Los últimos datos publicados han sido un alivio. Tanto el índice general como la inflación subyacente han salido por debajo de lo esperado. En otras palabras, la inflación no está en los niveles idóneos, pero sí suficientes para dejar ese margen de maniobra a la Fed.
El dato no significa que la Reserva Federal ya tenga carta blanca para bajar los tipos de interés, pero sí que el semáforo, que hasta hace poco estaba en ámbar, ha cambiado a un tono que casi es verde.
El IPC de EE. UU. subió en septiembre un 0,3% mensual frente al 0,4% esperado, mientras que la inflación subyacente lo hizo en un 0,2% en vez del previsto 0,3% (también por debajo del consenso). En términos interanuales, la tasa general se sitúa en el 3,0% y la subyacente en el mismo nivel del 3%. Lejos todavía del objetivo del 2%, sí, pero la trayectoria empieza a dibujar una senda razonable. Esto no quiere decir que los precios caigan, sino que suben a menor ritmo.
Si estás subiendo un puerto de montaña, no es que se haya terminado la subida, pero la parte con mayor pendiente parece que ha quedado atrás.

Fuente: Carlos Arenas Laorga
Esta reducción del ritmo viene del menor impacto de los aranceles. Se pensaba que iba a ser mayor, y no lo está siendo. Es decir, los temidos efectos inflacionistas de la política comercial parecen haberse quedado en titulares… por ahora. Y ya apuntábamos a que esto era una posibilidad más que cierta…
Lo interesante del dato no es solo su lectura técnica, sino cómo ha reaccionado el mercado. La probabilidad que descuentan los futuros de los Fed Funds para ver dos bajadas de tipos antes de que acabe el año ha pasado del 91% al 96% tras conocerse el dato. No es una revolución, pero sí una confirmación: el mercado confía cada vez más en que la Fed dará un giro más dovish en su política monetaria.

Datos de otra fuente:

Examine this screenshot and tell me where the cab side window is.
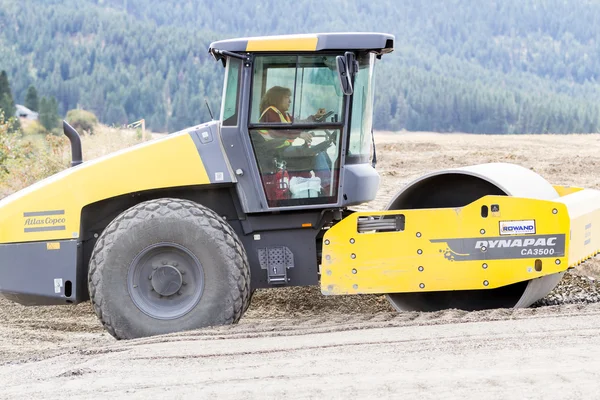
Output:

¿Y por qué importa esto? Porque cuando los tipos caen, las valoraciones de los activos —como la renta variable o la renta fija de largo plazo— se ven impulsadas. Es el equivalente monetario a quitarle peso a un globo aerostático: sube con más facilidad. De hecho, el rendimiento del Treasury a 10 años cayó con fuerza tras el dato, reflejando un alivio en las expectativas de tipos y una menor presión inflacionaria futura.
La inflación es, además de un fenómeno principalmente monetario, un fenómeno de expectativas. Si los agentes económicos —empresas, hogares, inversores— creen que los precios van a seguir subiendo, ajustan su comportamiento en esa dirección: suben salarios, ajustan márgenes, adelantan compras o postergan inversiones. Por eso, un dato ligeramente mejor puede tener un efecto exageradamente bueno.

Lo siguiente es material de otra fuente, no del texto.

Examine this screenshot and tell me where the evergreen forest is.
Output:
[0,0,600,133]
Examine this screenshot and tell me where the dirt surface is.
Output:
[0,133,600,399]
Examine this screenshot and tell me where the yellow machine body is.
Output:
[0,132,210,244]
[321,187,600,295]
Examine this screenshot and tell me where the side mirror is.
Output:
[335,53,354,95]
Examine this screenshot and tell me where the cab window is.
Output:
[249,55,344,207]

Pero no conviene olvidar que estamos aún lejos del objetivo del 2%. La core inflation sigue siendo tozuda, especialmente en sectores como los servicios o el alquiler, donde los ajustes van con retraso. Y aún no se ha visto el impacto completo de los aranceles si estos se mantienen o se amplían. Por tanto, aunque el dato ha traído optimismo, conviene mantener un cierto escepticismo. Esto no es un punto final.
El dato de inflación es una buena noticia en un año donde las sorpresas positivas no abundan. No porque ya estemos en la meta, sino porque seguimos en la dirección correcta. Esto puede cogerse con alfileres, pero basta revisar el gráfico de nuevo. La Reserva Federal, que ha sido hasta ahora muy prudente, podría encontrar en este dato una excusa razonable para preparar el terreno a esa segunda bajada de tipos adicional antes de que acabe el año. El mercado, por su parte, ya lo está descontando casi con certeza.
Tener carteras diversificadas, con exposición a renta fija de calidad y duración media, puede ser una estrategia prudente. Y para los más tácticos, los sectores sensibles a tipos (como growth, tecnología o consumo discrecional) podrían seguir siendo los beneficiados si este tono más suave de inflación se mantiene.